Data Structures and Algorithms

Backtracking Algorithms with Search Space Pruning; TSP and Branch and Bound

The n-queens problem states that:

Say you have 8 queens on a board. Is there a way to place those 8 queens on an 8x8 board such that none can directly attack each other? More generally, can you place N queens on an NxN board such that no queens attack each other?

You can use backtracking to solve this.

Review: Backtracking vs. Branch and Bound

Here are two common algorithm problems:

Constraint Satisfaction

Can we satisfy all given constraints?
If yes, how do we satisfy them?

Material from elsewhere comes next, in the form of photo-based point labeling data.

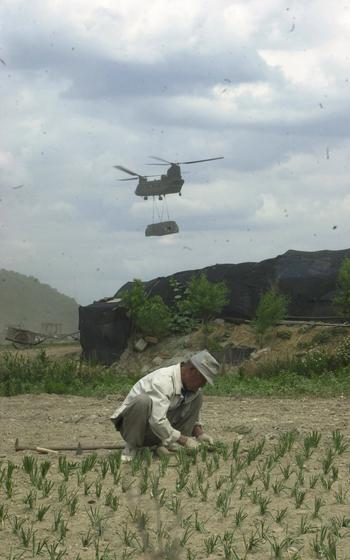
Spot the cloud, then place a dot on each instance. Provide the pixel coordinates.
(88, 85)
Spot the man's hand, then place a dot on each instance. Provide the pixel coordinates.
(188, 442)
(205, 438)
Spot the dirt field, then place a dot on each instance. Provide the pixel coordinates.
(188, 513)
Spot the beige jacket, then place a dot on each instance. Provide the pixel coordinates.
(164, 387)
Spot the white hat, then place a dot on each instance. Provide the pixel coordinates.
(206, 365)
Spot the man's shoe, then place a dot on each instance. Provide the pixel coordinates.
(162, 451)
(128, 454)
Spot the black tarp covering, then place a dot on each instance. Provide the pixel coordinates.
(104, 331)
(308, 278)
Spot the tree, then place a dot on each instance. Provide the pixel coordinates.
(271, 309)
(149, 315)
(342, 297)
(204, 300)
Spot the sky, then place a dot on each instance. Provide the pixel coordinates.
(87, 84)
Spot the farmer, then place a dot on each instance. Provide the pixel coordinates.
(162, 409)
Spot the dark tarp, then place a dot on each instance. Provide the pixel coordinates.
(308, 278)
(104, 331)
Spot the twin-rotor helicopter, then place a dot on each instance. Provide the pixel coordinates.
(169, 183)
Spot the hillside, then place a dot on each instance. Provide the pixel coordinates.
(26, 303)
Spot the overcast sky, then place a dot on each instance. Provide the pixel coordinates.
(88, 84)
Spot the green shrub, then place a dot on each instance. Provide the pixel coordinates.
(284, 335)
(153, 317)
(342, 297)
(272, 308)
(149, 315)
(204, 300)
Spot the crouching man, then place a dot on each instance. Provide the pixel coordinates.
(162, 409)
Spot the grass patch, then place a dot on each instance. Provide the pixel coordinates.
(283, 378)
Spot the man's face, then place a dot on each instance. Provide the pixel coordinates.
(195, 380)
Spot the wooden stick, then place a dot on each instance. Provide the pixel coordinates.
(77, 448)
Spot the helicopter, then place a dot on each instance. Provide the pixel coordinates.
(169, 183)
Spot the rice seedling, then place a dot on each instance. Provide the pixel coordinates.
(211, 543)
(186, 536)
(62, 529)
(87, 539)
(318, 503)
(72, 503)
(104, 467)
(111, 500)
(299, 498)
(305, 526)
(203, 490)
(223, 503)
(46, 487)
(281, 515)
(16, 524)
(278, 486)
(98, 487)
(37, 546)
(54, 552)
(97, 519)
(286, 471)
(313, 480)
(87, 486)
(15, 555)
(3, 514)
(175, 505)
(88, 463)
(318, 543)
(41, 512)
(198, 524)
(127, 484)
(62, 491)
(239, 517)
(263, 503)
(44, 468)
(192, 489)
(163, 465)
(340, 446)
(340, 495)
(104, 555)
(327, 483)
(328, 461)
(242, 491)
(250, 478)
(29, 463)
(26, 535)
(252, 543)
(57, 518)
(235, 448)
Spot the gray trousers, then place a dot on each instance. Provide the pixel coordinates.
(133, 423)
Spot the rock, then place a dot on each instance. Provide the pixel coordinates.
(151, 339)
(259, 353)
(140, 344)
(157, 361)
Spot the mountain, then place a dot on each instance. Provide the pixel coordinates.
(28, 304)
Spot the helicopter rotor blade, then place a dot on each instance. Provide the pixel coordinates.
(199, 160)
(160, 159)
(121, 168)
(138, 177)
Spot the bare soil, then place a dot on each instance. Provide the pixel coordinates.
(47, 420)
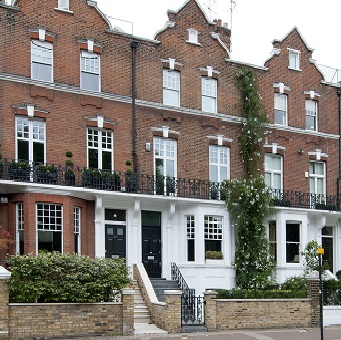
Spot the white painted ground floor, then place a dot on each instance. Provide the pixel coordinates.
(157, 230)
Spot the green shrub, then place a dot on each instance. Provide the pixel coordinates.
(295, 283)
(332, 292)
(261, 294)
(55, 277)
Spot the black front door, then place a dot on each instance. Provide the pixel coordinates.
(151, 243)
(115, 241)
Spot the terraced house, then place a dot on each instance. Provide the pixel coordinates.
(115, 146)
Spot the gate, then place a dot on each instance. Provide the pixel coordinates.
(192, 310)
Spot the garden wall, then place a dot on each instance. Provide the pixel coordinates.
(47, 320)
(223, 314)
(66, 319)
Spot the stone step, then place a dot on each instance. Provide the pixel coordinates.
(147, 328)
(141, 319)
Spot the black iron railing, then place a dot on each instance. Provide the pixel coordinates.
(127, 182)
(177, 276)
(297, 199)
(25, 171)
(192, 307)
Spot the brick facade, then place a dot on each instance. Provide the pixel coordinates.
(135, 119)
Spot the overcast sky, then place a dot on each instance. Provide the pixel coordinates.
(255, 23)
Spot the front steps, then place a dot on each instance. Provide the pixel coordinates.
(160, 285)
(142, 324)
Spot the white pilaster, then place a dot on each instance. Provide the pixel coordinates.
(99, 228)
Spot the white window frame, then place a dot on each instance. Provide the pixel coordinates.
(311, 110)
(213, 229)
(281, 106)
(77, 227)
(92, 67)
(314, 179)
(166, 150)
(329, 237)
(20, 226)
(272, 241)
(294, 59)
(220, 160)
(209, 88)
(41, 56)
(192, 36)
(31, 130)
(273, 172)
(64, 5)
(190, 235)
(171, 87)
(42, 226)
(101, 140)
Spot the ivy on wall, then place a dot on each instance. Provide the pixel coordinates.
(248, 200)
(255, 119)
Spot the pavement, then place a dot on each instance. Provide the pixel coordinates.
(329, 333)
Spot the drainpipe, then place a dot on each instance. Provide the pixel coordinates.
(339, 177)
(133, 46)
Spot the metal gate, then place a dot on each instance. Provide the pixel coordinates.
(192, 310)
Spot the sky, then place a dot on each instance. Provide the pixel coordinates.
(255, 23)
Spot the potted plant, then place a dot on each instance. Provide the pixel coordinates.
(214, 257)
(214, 190)
(111, 180)
(19, 170)
(69, 175)
(46, 174)
(131, 178)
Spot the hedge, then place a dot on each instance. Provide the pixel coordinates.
(56, 277)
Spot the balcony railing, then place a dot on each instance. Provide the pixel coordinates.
(24, 171)
(133, 183)
(297, 199)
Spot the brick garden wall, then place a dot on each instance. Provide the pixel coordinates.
(263, 314)
(223, 314)
(72, 319)
(46, 320)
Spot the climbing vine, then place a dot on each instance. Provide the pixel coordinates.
(254, 124)
(248, 200)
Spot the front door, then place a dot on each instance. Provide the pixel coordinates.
(115, 241)
(151, 243)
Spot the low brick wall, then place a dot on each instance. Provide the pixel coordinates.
(223, 314)
(51, 320)
(244, 314)
(71, 319)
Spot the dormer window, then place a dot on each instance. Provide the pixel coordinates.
(63, 4)
(193, 36)
(294, 59)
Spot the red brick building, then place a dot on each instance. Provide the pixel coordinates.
(171, 108)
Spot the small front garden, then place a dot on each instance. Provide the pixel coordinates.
(56, 277)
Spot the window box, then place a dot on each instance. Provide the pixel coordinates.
(70, 177)
(19, 170)
(213, 255)
(131, 182)
(323, 206)
(281, 202)
(213, 261)
(101, 179)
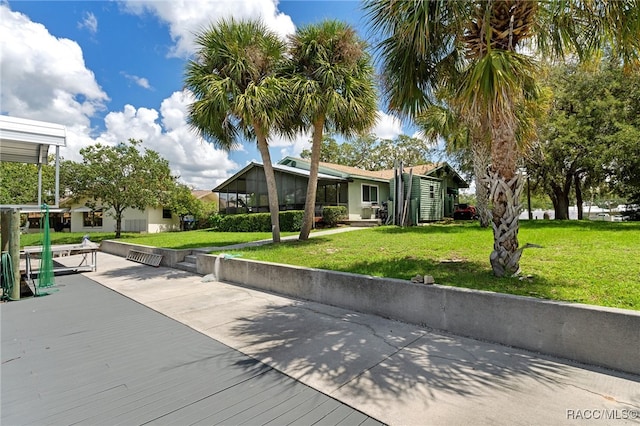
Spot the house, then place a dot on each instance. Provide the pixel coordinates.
(151, 220)
(364, 193)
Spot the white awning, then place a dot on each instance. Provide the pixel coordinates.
(28, 141)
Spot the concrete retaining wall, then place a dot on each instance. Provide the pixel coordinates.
(594, 335)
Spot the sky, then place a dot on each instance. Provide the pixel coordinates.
(114, 70)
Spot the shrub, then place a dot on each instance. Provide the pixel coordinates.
(290, 221)
(331, 215)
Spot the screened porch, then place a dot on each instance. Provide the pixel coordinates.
(246, 191)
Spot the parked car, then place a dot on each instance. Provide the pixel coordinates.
(465, 212)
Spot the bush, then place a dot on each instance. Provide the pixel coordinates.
(332, 215)
(290, 221)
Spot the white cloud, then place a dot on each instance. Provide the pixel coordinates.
(197, 162)
(90, 22)
(140, 81)
(387, 126)
(186, 17)
(44, 77)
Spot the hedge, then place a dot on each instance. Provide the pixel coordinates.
(331, 215)
(290, 221)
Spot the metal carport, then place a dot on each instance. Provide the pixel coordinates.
(26, 141)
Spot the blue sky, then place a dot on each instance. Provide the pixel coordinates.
(113, 70)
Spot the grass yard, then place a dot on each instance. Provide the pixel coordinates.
(580, 261)
(174, 240)
(588, 262)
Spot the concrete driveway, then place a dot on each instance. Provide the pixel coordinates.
(397, 373)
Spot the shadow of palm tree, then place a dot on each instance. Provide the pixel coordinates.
(376, 358)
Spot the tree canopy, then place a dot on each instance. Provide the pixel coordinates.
(590, 136)
(369, 152)
(120, 177)
(485, 54)
(332, 88)
(240, 94)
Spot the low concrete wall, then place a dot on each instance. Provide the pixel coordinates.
(594, 335)
(170, 257)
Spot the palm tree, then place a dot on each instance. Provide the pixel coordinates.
(333, 88)
(486, 53)
(238, 91)
(440, 120)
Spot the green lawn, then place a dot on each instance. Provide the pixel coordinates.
(580, 261)
(174, 240)
(588, 262)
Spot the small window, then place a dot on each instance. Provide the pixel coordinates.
(369, 194)
(92, 219)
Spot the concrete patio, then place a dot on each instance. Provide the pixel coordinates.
(396, 373)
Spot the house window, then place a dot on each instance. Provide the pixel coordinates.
(369, 193)
(92, 219)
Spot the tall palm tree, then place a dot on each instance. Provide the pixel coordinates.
(239, 94)
(333, 88)
(487, 51)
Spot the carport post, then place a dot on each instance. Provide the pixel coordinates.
(11, 244)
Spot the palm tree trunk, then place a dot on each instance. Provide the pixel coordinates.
(505, 191)
(272, 190)
(118, 223)
(481, 160)
(312, 187)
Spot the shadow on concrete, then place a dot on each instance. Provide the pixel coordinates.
(140, 272)
(376, 358)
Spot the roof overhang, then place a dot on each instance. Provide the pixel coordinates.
(278, 168)
(28, 141)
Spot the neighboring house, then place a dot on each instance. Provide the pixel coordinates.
(151, 220)
(434, 191)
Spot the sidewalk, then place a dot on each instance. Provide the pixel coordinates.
(397, 373)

Need a specific solution
May have more than one solution
Can stop early

Optimization

"If we have multiple solutions, find the best one!"
Optimize some objective function subject to the constraints
Cannot stop early

Backtracking is to constraint satisfaction as branch and bound is to optimization.

Backtracking: General Form

type checknode(node v)
    if (promising(v))
        if (solution(v))
            write solution
        else
            for each child node u of v
                checknode(u)

There are three "pseudo-functions" in here:

First, there is solution(v): checking to see if all constraints are satisfied.
There is promising(v): seeing if the node does not break all constraints
checknode(v): called only if constraint is satisfied and node is not solution.

N Queens

When N = 1, 1 queen can be placed on a 1x1 board so that it doesn't threaten another.
When N = 2, 2 queens cannot be placed on a 2x2 board because all configurations would put both in danger.
When N = 3, this is more complicated. You still can't do it though.
When N = 4, this is possible. You put each queen on an edge, one space away from each corner.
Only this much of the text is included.